Distribuição geográfica de Aegla marginata e Aegla quilombola. Imagem original Google Maps; dados de Bond-Buckup G. 2003, e demais referências.

 

Aparência

 

Lembra bastante um caranguejo, com cefalotórax achatado, pernas dispostas lateralmente e primeiro par na forma de grandes garras (quelípodos). Entretanto, numa análise mais cuidadosa, destacam-se antenas finas e bastante longas, e abdômen relativamente desenvolvido, parecendo um lagostim com a cauda dobrada. O próprio cefalotórax é oval, novamente lembrando um lagostim achatado. Numa visão superior, só são visíveis três pares de pernas ambulatórias (ao invés dos quatro pares dos caranguejos), já que o último par é atrofiado, fica oculto sob o abdômen e não possui função locomotora. Coloração variada, geralmente de cor marrom-escura avermelhada, mas alguns animais possuindo tons azulados.


  • Rostro longo nos machos adultos, fortemente escavado em todo o seu comprimento
  • Espinho ântero-lateral da carapaça alcançando a base da córnea
  • Lobos protogástricos presentes, elevados. Lobos hepáticos bem marcados
  • Margem anterolateral da carapaça recurvada, especialmente na região anterior, daí seu nome
  • Ângulo látero-dorsal da segunda pleura inerme
  • Crista palmar ausente, mão suboval, com a palma muito inflada
  • Dedo móvel do quelípodo sem lobo
  • Dedos do quelípodo com dente lobular 
  • Margem interna da face ventral do ísquio possui apenas cinco a seis elevações encimadas por escamas



As populações de A. quilombola encontradas nas regiões geográficas de cavernas mostram uma variação no grau de pigmentação, na forma de um gradiente contínuo, de modo que quase não se viam indivíduos com características normais de pigmentação no interior afótico das cavernas.
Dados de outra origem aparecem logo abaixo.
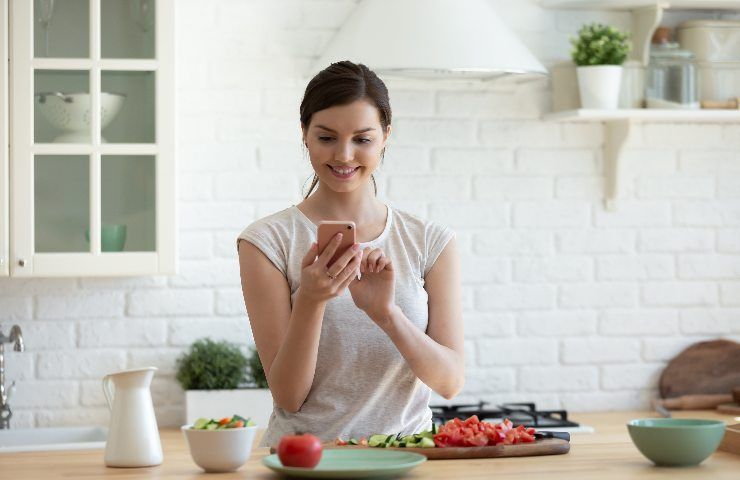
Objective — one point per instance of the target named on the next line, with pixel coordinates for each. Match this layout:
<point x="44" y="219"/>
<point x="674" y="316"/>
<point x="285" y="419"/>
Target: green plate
<point x="355" y="463"/>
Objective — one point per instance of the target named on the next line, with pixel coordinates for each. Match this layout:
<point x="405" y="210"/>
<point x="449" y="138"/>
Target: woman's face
<point x="344" y="143"/>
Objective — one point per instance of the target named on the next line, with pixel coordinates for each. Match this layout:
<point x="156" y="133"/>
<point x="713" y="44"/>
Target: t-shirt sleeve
<point x="436" y="237"/>
<point x="268" y="243"/>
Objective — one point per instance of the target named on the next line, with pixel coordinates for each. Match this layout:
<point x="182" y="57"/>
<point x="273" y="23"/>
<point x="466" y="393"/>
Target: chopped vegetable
<point x="227" y="422"/>
<point x="474" y="433"/>
<point x="470" y="432"/>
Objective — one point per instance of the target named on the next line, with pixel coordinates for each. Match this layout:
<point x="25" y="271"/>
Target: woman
<point x="347" y="357"/>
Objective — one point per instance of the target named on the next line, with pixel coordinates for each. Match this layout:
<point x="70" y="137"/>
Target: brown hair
<point x="342" y="83"/>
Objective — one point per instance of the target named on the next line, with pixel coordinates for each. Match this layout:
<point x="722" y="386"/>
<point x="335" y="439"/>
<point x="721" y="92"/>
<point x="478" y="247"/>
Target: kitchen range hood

Porém, esta ausência de pigmentos não foi adequadamente investigada, ainda não se sabe se é decorrente de diferenças genéticas, alimentação ou alguma característica do pigmento que necessite de luz para sua síntese adequada. Além da pigmentação, estas populações não mostram outras alterações morfológicas adaptadas para estes ambientes sem luz.

 

 

Aegla marginata, fotografado na bacia do Rio Piraí, em Joinville, SC. Imagem gentilmente cedida por André Zimmermann Lisbôa.



Parâmetros de Água

 

Habitam ambientes bastante estáveis, são bem sensíveis a variações e condições inadequadas de água. Um aspecto bastante importante é sua sensibilidade a altas temperaturas, uma causa comum de insucesso na sua manutenção em cativeiro. Somente como exemplo, o Aegla laevis sobrevive por 30 minutos a 28º C, e por 20 minutos a 31º C.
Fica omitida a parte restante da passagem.